On the other hand, there is a pretty good chance here that I just may become even healthier which I guess is not such a bad thing afterall. I even asked if in the event she isn't around when I need her, is there a doctor in the practice that she likes better than another. She told me the male doctors are way less on top of how to treat medical issues than she is and of the two female doctors, I should try Dr. ABC as opposed to Dr. XYZ. If I heard Sue correctly, she was like the first licensed Nurse Practitioner in the state of NC. Plus... I decided I needed her most for Family Practice type stuff since I already have all my specialists. Bottom line: I do believe I kinda like her.

Which is good given my other Doctor will be kaput come October. Granted... Sue is lessening my separation anxiety but still... I wished my real doc wasn't retiring. Which sorta brings me to another issue in modern day medicine.

While last night I was dealing with these crazy ass forms, yesterday morning I needed to talk to Blue Cross Blue Shield about my son's coverage. I needed to verify that payment was received and his coverage was in fact, still in place. Not a big deal, right?? WRONG. Wanna guess how long I was waiting on the phone after having pressed button after button to get to the right person? IT WAS AN HOUR AND 15 MINUTE WAIT!! I was fit to be tied. Something about medicine has GOT to be switched up. It is CRAZY to be on the phone so long for just a stupid little question. 

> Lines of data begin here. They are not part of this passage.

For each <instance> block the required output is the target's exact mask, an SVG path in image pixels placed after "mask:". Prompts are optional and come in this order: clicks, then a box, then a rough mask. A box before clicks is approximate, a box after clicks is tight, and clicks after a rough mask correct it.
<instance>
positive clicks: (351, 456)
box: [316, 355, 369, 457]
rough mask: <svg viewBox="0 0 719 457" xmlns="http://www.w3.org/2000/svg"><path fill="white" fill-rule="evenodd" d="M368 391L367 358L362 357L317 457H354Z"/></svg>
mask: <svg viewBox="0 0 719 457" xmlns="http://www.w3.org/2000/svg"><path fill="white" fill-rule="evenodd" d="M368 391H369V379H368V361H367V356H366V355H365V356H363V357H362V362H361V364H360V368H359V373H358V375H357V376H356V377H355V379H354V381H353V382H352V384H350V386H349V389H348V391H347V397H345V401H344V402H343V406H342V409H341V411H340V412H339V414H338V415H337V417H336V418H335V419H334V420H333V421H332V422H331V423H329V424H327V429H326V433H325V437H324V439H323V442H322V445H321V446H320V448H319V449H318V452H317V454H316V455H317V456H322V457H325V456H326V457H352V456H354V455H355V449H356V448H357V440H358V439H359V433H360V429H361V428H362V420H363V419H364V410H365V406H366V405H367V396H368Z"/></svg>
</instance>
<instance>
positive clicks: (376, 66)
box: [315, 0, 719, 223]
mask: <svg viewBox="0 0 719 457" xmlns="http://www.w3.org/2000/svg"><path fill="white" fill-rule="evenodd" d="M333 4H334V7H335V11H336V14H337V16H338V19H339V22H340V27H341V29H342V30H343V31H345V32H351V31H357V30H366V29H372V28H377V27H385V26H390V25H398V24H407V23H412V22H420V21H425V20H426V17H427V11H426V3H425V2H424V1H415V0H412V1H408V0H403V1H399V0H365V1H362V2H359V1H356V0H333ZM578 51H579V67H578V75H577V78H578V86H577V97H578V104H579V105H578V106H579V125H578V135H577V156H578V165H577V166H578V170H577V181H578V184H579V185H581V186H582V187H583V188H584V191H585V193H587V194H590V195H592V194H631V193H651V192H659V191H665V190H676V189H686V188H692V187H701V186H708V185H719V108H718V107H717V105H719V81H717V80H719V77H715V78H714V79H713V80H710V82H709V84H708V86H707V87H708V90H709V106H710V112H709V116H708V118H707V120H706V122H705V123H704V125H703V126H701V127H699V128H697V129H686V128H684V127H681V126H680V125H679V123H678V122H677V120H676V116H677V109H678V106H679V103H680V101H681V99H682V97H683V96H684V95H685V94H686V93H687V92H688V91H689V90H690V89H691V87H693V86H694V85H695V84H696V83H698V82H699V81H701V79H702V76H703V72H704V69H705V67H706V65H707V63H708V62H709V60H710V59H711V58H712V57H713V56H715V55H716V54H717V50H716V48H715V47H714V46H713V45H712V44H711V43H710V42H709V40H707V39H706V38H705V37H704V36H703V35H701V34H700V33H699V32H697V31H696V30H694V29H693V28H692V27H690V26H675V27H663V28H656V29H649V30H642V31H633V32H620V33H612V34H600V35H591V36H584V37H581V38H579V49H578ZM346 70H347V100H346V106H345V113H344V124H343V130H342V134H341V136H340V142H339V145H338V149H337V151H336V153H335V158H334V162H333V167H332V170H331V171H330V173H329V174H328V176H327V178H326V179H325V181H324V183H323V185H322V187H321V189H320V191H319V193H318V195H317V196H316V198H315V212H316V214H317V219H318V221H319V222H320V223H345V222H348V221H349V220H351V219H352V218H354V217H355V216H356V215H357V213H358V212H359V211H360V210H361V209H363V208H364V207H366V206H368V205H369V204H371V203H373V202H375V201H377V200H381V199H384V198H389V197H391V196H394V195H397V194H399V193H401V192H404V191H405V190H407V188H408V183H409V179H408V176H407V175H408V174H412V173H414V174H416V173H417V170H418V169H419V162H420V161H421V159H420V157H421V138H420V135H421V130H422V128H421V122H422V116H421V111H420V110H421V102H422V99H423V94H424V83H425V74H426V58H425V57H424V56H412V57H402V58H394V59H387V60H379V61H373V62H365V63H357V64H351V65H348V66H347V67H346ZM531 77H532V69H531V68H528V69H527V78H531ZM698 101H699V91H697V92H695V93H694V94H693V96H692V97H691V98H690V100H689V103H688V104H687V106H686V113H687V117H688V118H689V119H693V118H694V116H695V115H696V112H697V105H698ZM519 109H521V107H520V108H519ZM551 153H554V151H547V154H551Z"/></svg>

Happily it seems that all was good to go but I'm so serious... I have no clue how in his mid 80s my Dad EVER contended with this new fangled way of doing business. Not to mention Medicine. Trust me... if you have no anxiety BEFORE you begin dealing with doctors, insurance companies, whatever.... you will by the time you get to the bottom of anything. Which only means one thing: always have a great shrink on hand ready to help at a moment's notice.